La mémoire, un levier pour renforcer la solidarité active

Brigade suisse au Nicaragua : “30 ans après, Hommage et solidarité”

La mémoire, un levier pour renforcer la solidarité active

Sergio Ferrari*

 

Février 1986: une mine antipersonnel posée par la “Contra”  tue le coopérant suisse Maurice Demierre et cinq paysannes à Somotillo, au nord-ouest du Nicaragua, à la frontière avec le Honduras. Cinq mois plus tard à Zompopera, au nord, département de Matagalpa, les internationalistes Yvan Leyvraz (suisse), Joël Fieux (français) et Berndt Koberstein (allemand) et deux camarades sandinistes William Blandon et Mario Acevedo tombent sous les balles de la “Contra”. 30 années après, du 19 juillet au 28 juillet 2016, une brigade d’une cinquantaine de personnes, militants de la solidarité, associatifs ou syndicaux arrive au Nicaragua sous le thème: ‘ 2016, 30 ans après, hommage et solidarité”

Après la victoire du Font Sandiniste de Libération Nationale (FSLN) de juillet 1979 contre la dictature de la famille Somoza commence au Nicaragua un processus – qui durera 11 ans – de transformations révolutionnaires et de construction d’une démocratie participative d’un nouveau type. A partir de 1983, avec l’appui du gouvernement des USA commence alors une guerre d’agression qui fera près de 40’000 victimes et 17 milliards de dollars de perte, l’équivalent de 40 années d’exportation selon le niveau de valeur de 1980.
Le modèle sandiniste basé sur 4 piliers – économie mixte, pluralisme politique, participation populaire et non alignement international –  entraînera une chaîne de sympathie dans le monde entier.
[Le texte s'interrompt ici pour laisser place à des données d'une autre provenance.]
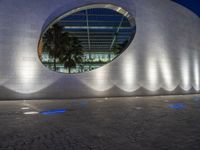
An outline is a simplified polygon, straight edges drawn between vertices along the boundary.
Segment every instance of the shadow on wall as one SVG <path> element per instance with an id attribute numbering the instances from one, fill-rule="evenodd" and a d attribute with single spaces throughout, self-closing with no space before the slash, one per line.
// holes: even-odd
<path id="1" fill-rule="evenodd" d="M 72 79 L 71 81 L 65 81 L 63 83 L 63 79 L 59 79 L 56 83 L 53 83 L 49 85 L 48 87 L 39 90 L 35 93 L 29 93 L 29 94 L 22 94 L 19 92 L 15 92 L 13 90 L 10 90 L 8 88 L 5 88 L 3 86 L 0 87 L 1 93 L 4 93 L 0 95 L 0 99 L 2 100 L 29 100 L 29 99 L 69 99 L 69 98 L 104 98 L 106 97 L 126 97 L 126 96 L 154 96 L 154 95 L 178 95 L 178 94 L 197 94 L 199 93 L 194 88 L 191 88 L 188 91 L 183 90 L 180 86 L 177 86 L 176 89 L 169 92 L 167 90 L 164 90 L 163 88 L 160 88 L 157 91 L 149 91 L 143 87 L 138 88 L 136 91 L 133 92 L 127 92 L 122 89 L 120 89 L 117 86 L 113 86 L 108 90 L 105 91 L 96 91 L 94 89 L 91 89 L 87 87 L 85 84 L 78 82 L 76 78 Z M 59 84 L 64 84 L 66 86 L 69 86 L 71 88 L 68 88 L 68 91 L 66 91 L 66 88 L 59 87 Z M 76 85 L 79 84 L 79 89 L 77 89 Z M 52 88 L 54 87 L 54 88 Z M 55 89 L 55 87 L 57 87 Z"/>

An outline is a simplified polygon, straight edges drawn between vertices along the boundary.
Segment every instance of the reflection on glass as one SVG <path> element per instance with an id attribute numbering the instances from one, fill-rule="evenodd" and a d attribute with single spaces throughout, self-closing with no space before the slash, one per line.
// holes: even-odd
<path id="1" fill-rule="evenodd" d="M 83 7 L 45 30 L 39 43 L 39 57 L 46 67 L 57 72 L 97 69 L 125 50 L 135 29 L 134 19 L 121 7 Z"/>

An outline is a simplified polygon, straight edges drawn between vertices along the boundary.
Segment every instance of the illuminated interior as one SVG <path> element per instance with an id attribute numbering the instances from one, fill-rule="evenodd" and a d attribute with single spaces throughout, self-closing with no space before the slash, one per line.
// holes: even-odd
<path id="1" fill-rule="evenodd" d="M 41 62 L 61 73 L 97 69 L 119 56 L 135 36 L 134 18 L 113 5 L 82 7 L 48 26 L 39 43 Z"/>

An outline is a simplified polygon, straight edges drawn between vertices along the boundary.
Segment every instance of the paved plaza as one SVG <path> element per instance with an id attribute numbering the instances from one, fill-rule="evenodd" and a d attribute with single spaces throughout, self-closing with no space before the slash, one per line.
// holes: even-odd
<path id="1" fill-rule="evenodd" d="M 200 150 L 200 96 L 0 102 L 0 150 Z"/>

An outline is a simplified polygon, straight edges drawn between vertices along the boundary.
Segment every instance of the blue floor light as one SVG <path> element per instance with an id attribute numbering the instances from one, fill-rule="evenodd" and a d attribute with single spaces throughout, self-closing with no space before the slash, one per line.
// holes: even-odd
<path id="1" fill-rule="evenodd" d="M 67 109 L 54 109 L 54 110 L 48 110 L 48 111 L 42 111 L 40 114 L 42 115 L 54 115 L 54 114 L 61 114 L 65 113 Z"/>
<path id="2" fill-rule="evenodd" d="M 186 108 L 186 106 L 183 103 L 175 103 L 175 104 L 169 105 L 169 108 L 171 108 L 171 109 L 184 109 L 184 108 Z"/>

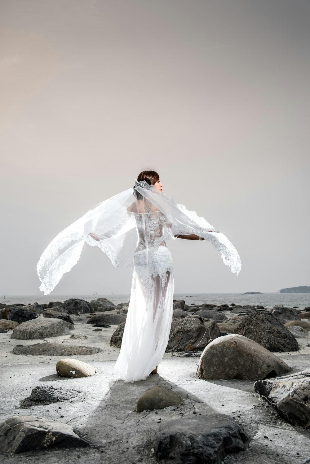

La solidarité internationale a alors assumé la défense du sandinisme et des milliers de coopérants internationalistes et brigadistes s’intégreront à la reconstruction du Nicaragua.

 

La solidarité concrète

Le Gouvernement  Révolutionnaire a appelé les syndicats au niveau international à participer à l’effort de développement du pays, se souvient Philippe Sauvin, secrétaire de l’Autre syndicat , co-responsable des brigades ouvrières suisses entre 1984 et 1990 et un des promoteurs de la délégation qui visitera le Nicaragua en juillet prochain.

Les besoins étaient énormes: dans les infrastructures, dans les secteurs de la construction et des transports, et au niveau social. Un appui international actif était nécessaire pour développer le pays et vaincre la pauvreté endémique et les traces de la violence générée durant 40 ans par la dictature de Somoza, puis par la guerre d’agression, spécialement  dans les zones rurales, relate Philippe Sauvin.

“ Les syndicats et le mouvement associatif suisse – à l’image de ce qui s’est passé dans tant de pays européens ou du continent américain – répondirent présents et dès 1983 des brigades de solidarité, de santé et des brigades ouvrières rejoignent le Nicaragua pour participer à la construction de ponts, « asentamientos » (villages coopératifs ruraux pour la population de paysans sans terres), écoles, centres de santé, réseaux d’eau potable, récolte du café et tant d’autres activités sociales et éducatives » .

 

La nostalgie, levier d’une solidarité à renouveler

Il y a 30 ans, « nous avons été des milliers à rejoindre la Nicaragua en révolution. Yvan et Joël – comme Maurice et tant d’autres internationalistes –  avaient choisi de rester au Nicaragua malgré la guerre d’agression par cohérence avec leur engagement et par solidarité  avec le peuple sandiniste qui les avait intégrés  et considérés comme  leurs » raconte Gerald Fioretta, un des responsable de l’Association de solidarité Nicaragua – El Salvador de Genève, co-organisateur de la brigade 2016. C’est que nous vivions  un temps historique extraordinaire.  « Cette camaraderie joyeuse et sérieuse à la fois, unie  et généreuse jusqu’au bout,  reste la plus belle période de notre vie ».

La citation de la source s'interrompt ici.